Ganze Stadt in einem Boot

Stellen Sie sich vor, Sie wachen auf und merken: Sie fahren zusammen mit Ihrer ganzen Stadt auf einem Schiff. Unmöglich, denken Sie? Ich habe das wirklich erlebt. Sozusagen. Mit 3600 Passagieren plus 1100 Menschen Besatzung an Bord eines Kreuzfahrt-Schiffes.

Das sind fast so viele Bürger wie in meiner Eifel-Stadt Prüm.

Und mehr als das: Amerikaner, Australier, Japaner und Europäer lebten Tür an Tür. Bei den Live-Übertragungen der Fußball-EM-Spiele auf der Großbild-Leinwand demonstrierten die Italiener ihre Hausmacht an Deck - bis sie im Viertelfinale gegen Spanien absoffen.

Das hätte auch mit dem ganzen Schiff passieren können, denken Sie? Ein bisschen mulmig wurde einem bei rauer See schon, schließlich galt auch die Titanic als unsinkbar.

Dem Paradies waren wir jedenfalls schon ziemlich nahe. Restaurants, Pools, Theater, Kasino, Disco, Wellness- und Fitness-Studio, Einkaufszentrum: Die Planer haben an alles gedacht. Sogar an die Ohrstöpsel mit Langwellen- und Kurzwellen-Filter gegen schiffstypische Motorengeräusche und das Schnarchen des Kabinenpartners.

Im Schlaf ging es über Nacht zum nächsten Hafen - fast wie beim Beamen auf dem Raumschiff Enterprise. Das historische Olympia in Griechenland, die Blaue Moschee in Istanbul, die urige Altstadt von Dubrovnik, der wuselige Markus-Platz in Venedig: Im Zeitraffer ließen sich große Kulturen erleben.
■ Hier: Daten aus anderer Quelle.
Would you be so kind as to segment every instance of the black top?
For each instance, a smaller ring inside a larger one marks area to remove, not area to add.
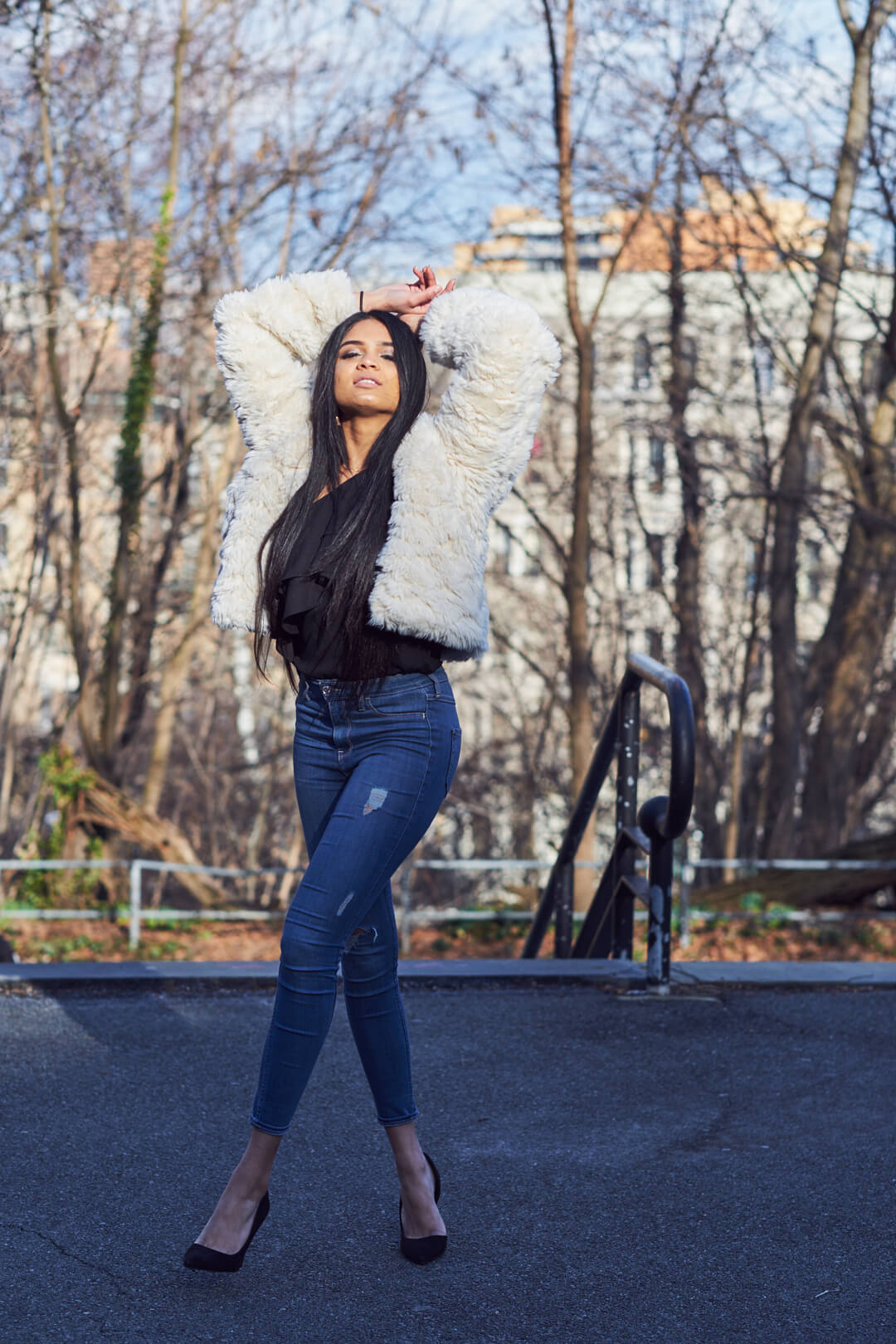
[[[329,579],[314,570],[314,559],[357,503],[365,484],[363,477],[364,473],[357,472],[337,489],[312,504],[308,523],[290,551],[279,583],[279,605],[271,633],[277,641],[277,652],[305,676],[344,677],[343,632],[339,626],[332,630],[321,629],[318,607]],[[369,622],[367,636],[371,641],[388,648],[386,676],[396,672],[435,672],[446,652],[433,640],[418,640],[408,634],[396,634],[394,630],[382,630]]]

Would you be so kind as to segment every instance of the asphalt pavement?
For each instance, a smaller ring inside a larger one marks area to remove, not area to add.
[[[238,1274],[181,1255],[242,1152],[270,985],[0,995],[0,1339],[892,1344],[896,996],[426,985],[445,1257],[398,1249],[340,995]]]

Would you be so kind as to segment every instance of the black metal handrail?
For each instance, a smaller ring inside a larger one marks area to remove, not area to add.
[[[672,739],[669,793],[638,812],[641,685],[666,698]],[[575,855],[594,812],[613,758],[617,758],[617,839],[591,906],[572,945]],[[668,988],[672,942],[672,848],[690,817],[695,780],[695,727],[690,692],[677,673],[643,653],[629,656],[588,773],[572,808],[557,857],[532,919],[523,957],[536,957],[551,915],[555,957],[631,958],[634,900],[647,905],[647,985]],[[635,876],[637,852],[649,855],[647,879]]]

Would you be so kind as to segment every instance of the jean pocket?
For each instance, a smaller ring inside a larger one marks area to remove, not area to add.
[[[451,755],[449,757],[449,767],[445,773],[446,793],[451,788],[451,781],[454,780],[454,771],[457,770],[457,763],[459,759],[461,759],[461,730],[451,728]]]
[[[367,695],[364,708],[377,719],[424,719],[426,691],[418,687],[414,691],[399,691],[398,695]]]

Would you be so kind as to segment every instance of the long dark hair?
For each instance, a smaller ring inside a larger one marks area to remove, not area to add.
[[[383,640],[383,632],[367,626],[368,598],[376,577],[376,558],[386,542],[392,509],[392,458],[426,401],[426,364],[419,340],[407,323],[400,321],[394,313],[375,310],[347,317],[330,332],[320,353],[312,392],[310,469],[305,482],[267,530],[258,548],[254,638],[255,665],[265,676],[271,637],[259,633],[262,617],[267,618],[267,628],[273,630],[279,585],[296,538],[305,528],[317,497],[324,491],[334,491],[340,484],[340,468],[348,466],[333,378],[340,345],[351,329],[368,317],[375,317],[388,328],[398,370],[399,405],[367,456],[365,485],[360,492],[357,507],[314,560],[316,571],[330,575],[318,612],[326,629],[341,628],[345,641],[343,675],[345,680],[360,683],[355,687],[356,694],[375,684],[386,675],[388,667],[388,645]],[[286,673],[296,691],[298,679],[292,663],[286,663]]]

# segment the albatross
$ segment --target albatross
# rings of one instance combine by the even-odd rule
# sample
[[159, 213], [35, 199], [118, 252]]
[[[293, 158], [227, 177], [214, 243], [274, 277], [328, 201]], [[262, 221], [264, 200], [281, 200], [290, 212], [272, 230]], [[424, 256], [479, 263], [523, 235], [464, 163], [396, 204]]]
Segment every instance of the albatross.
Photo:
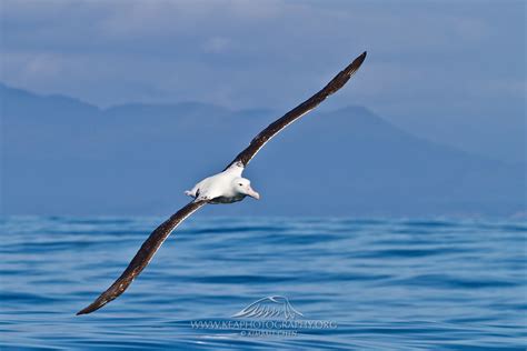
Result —
[[145, 267], [148, 265], [168, 235], [182, 221], [203, 205], [208, 203], [232, 203], [241, 201], [246, 197], [260, 199], [260, 194], [251, 188], [250, 180], [241, 177], [250, 160], [272, 137], [342, 88], [351, 76], [357, 72], [365, 59], [366, 51], [340, 71], [322, 90], [264, 129], [220, 173], [208, 177], [198, 182], [192, 189], [187, 190], [185, 193], [193, 198], [193, 200], [161, 223], [142, 243], [125, 272], [113, 284], [102, 292], [90, 305], [77, 312], [77, 314], [91, 313], [122, 294], [142, 272]]

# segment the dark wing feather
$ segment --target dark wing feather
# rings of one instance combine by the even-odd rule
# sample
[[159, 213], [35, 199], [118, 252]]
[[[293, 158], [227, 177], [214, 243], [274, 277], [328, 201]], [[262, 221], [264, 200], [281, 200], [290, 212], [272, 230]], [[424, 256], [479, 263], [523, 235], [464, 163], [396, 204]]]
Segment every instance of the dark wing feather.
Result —
[[116, 280], [107, 291], [101, 293], [99, 298], [97, 298], [93, 303], [91, 303], [86, 309], [79, 311], [79, 314], [91, 313], [108, 302], [117, 299], [121, 293], [127, 290], [127, 288], [131, 284], [133, 279], [141, 273], [145, 267], [148, 265], [150, 260], [153, 258], [156, 252], [159, 250], [161, 244], [170, 235], [172, 230], [178, 227], [187, 217], [196, 212], [199, 208], [205, 205], [207, 201], [192, 201], [181, 210], [172, 214], [168, 220], [166, 220], [161, 225], [159, 225], [148, 239], [142, 243], [139, 251], [136, 253], [133, 259], [131, 260], [130, 264], [128, 264], [125, 272], [122, 272], [121, 277]]
[[[257, 152], [276, 134], [278, 134], [284, 128], [289, 126], [290, 123], [295, 122], [297, 119], [306, 114], [307, 112], [315, 109], [320, 102], [326, 100], [327, 97], [342, 88], [348, 80], [354, 76], [354, 73], [359, 69], [362, 64], [364, 60], [366, 59], [366, 51], [362, 52], [361, 56], [356, 58], [354, 62], [351, 62], [347, 68], [345, 68], [340, 73], [338, 73], [322, 90], [314, 94], [308, 100], [304, 101], [299, 106], [297, 106], [291, 111], [287, 112], [284, 117], [279, 118], [271, 124], [269, 124], [266, 129], [264, 129], [255, 139], [250, 142], [250, 144], [241, 151], [232, 162], [227, 166], [237, 163], [241, 167], [247, 167], [249, 161], [257, 154]], [[227, 169], [226, 168], [226, 169]]]

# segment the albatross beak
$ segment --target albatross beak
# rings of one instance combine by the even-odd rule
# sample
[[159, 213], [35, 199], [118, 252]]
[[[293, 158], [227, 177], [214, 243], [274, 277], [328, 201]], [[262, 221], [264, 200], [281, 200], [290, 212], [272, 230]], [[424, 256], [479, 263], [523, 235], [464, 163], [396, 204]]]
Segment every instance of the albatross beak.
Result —
[[250, 185], [247, 187], [247, 194], [251, 198], [260, 200], [260, 194], [258, 192], [256, 192]]

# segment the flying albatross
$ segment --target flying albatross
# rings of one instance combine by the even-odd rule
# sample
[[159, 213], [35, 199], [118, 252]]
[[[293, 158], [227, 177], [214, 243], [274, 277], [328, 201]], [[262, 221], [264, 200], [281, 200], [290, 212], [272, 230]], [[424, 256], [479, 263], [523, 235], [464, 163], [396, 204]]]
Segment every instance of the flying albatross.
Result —
[[241, 173], [247, 164], [249, 164], [250, 160], [269, 140], [271, 140], [272, 137], [278, 134], [282, 129], [298, 120], [300, 117], [315, 109], [327, 97], [342, 88], [351, 76], [354, 76], [354, 73], [359, 69], [365, 59], [366, 51], [339, 72], [326, 87], [324, 87], [322, 90], [264, 129], [255, 139], [252, 139], [250, 144], [225, 168], [223, 171], [203, 179], [191, 190], [186, 191], [185, 193], [192, 197], [193, 200], [159, 225], [143, 242], [125, 272], [122, 272], [116, 282], [111, 284], [108, 290], [101, 293], [93, 303], [79, 311], [77, 314], [91, 313], [123, 293], [133, 279], [136, 279], [145, 267], [147, 267], [172, 230], [201, 207], [207, 203], [232, 203], [241, 201], [246, 197], [259, 199], [260, 194], [251, 188], [250, 181], [241, 177]]

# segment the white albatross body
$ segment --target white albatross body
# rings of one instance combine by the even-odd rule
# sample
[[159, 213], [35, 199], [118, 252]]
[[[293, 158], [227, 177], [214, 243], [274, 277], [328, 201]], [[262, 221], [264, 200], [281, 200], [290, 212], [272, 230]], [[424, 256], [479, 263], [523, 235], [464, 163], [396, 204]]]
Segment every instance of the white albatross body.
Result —
[[259, 200], [260, 194], [251, 188], [248, 179], [241, 177], [243, 167], [231, 164], [225, 171], [203, 179], [185, 194], [209, 203], [232, 203], [243, 200], [245, 197]]
[[191, 190], [186, 191], [185, 193], [192, 197], [193, 200], [156, 228], [150, 237], [148, 237], [142, 243], [141, 248], [122, 274], [110, 285], [110, 288], [102, 292], [99, 298], [87, 308], [77, 312], [77, 314], [91, 313], [123, 293], [132, 281], [142, 272], [145, 267], [150, 263], [150, 260], [165, 240], [170, 235], [172, 230], [203, 205], [208, 203], [232, 203], [241, 201], [246, 197], [259, 199], [260, 195], [258, 192], [252, 190], [250, 181], [241, 177], [241, 173], [247, 168], [250, 160], [252, 160], [258, 151], [260, 151], [260, 149], [281, 130], [299, 120], [302, 116], [326, 100], [327, 97], [342, 88], [351, 76], [357, 72], [365, 59], [366, 51], [340, 71], [328, 84], [326, 84], [326, 87], [322, 88], [322, 90], [264, 129], [255, 137], [255, 139], [252, 139], [250, 144], [225, 168], [222, 172], [203, 179]]

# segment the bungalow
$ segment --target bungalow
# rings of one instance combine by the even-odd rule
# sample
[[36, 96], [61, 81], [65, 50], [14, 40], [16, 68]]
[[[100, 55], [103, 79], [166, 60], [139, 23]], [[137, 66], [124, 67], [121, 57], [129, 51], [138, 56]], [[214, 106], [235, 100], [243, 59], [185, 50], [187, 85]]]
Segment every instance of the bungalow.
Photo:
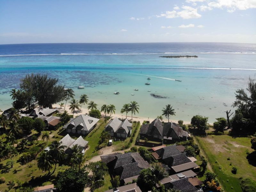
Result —
[[115, 117], [105, 126], [105, 130], [112, 137], [126, 138], [132, 134], [132, 125], [127, 119], [122, 121]]
[[142, 125], [140, 135], [140, 138], [146, 137], [174, 141], [186, 140], [189, 136], [188, 132], [183, 131], [178, 124], [166, 123], [163, 125], [158, 118], [150, 124]]
[[76, 144], [78, 146], [80, 152], [84, 153], [85, 149], [88, 147], [88, 143], [89, 143], [88, 141], [84, 140], [82, 136], [80, 136], [76, 140], [75, 140], [72, 139], [68, 134], [67, 134], [59, 142], [60, 142], [60, 141], [62, 142], [61, 146], [66, 146], [63, 150], [65, 153], [67, 154], [71, 153], [72, 153], [71, 148]]
[[67, 132], [86, 135], [90, 133], [96, 126], [100, 119], [87, 115], [80, 115], [71, 120], [62, 128], [66, 129]]
[[141, 192], [136, 183], [105, 191], [105, 192]]
[[186, 156], [186, 153], [180, 152], [176, 145], [162, 148], [152, 154], [156, 159], [162, 161], [167, 164], [171, 168], [171, 173], [178, 173], [198, 167]]
[[137, 179], [141, 171], [150, 166], [137, 152], [109, 154], [101, 156], [100, 158], [116, 175], [120, 176], [120, 180], [124, 183]]

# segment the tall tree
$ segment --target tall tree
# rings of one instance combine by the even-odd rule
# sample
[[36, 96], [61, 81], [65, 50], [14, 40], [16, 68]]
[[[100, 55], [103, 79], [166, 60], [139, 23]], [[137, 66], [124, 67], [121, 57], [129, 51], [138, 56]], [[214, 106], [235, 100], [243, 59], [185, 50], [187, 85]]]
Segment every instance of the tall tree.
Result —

Wie das alles inklusive Showprogramm an Bord zum Schnäppchen-Preis möglich war? Einen kleinen Teil der Antwort fand ich bei einer Begegnung um Mitternacht. Das Gesicht der Reinigungskraft, die so spät noch "das Deck schrubbte", kam mir irgendwo bekannt vor. Meine Nachfrage brachte Gewissheit: Der junge Mann mit dem Staubsauger hatte eine Stunde zuvor noch ein Mikrofon in der Hand - als Starsänger der Gala-Show im Theater.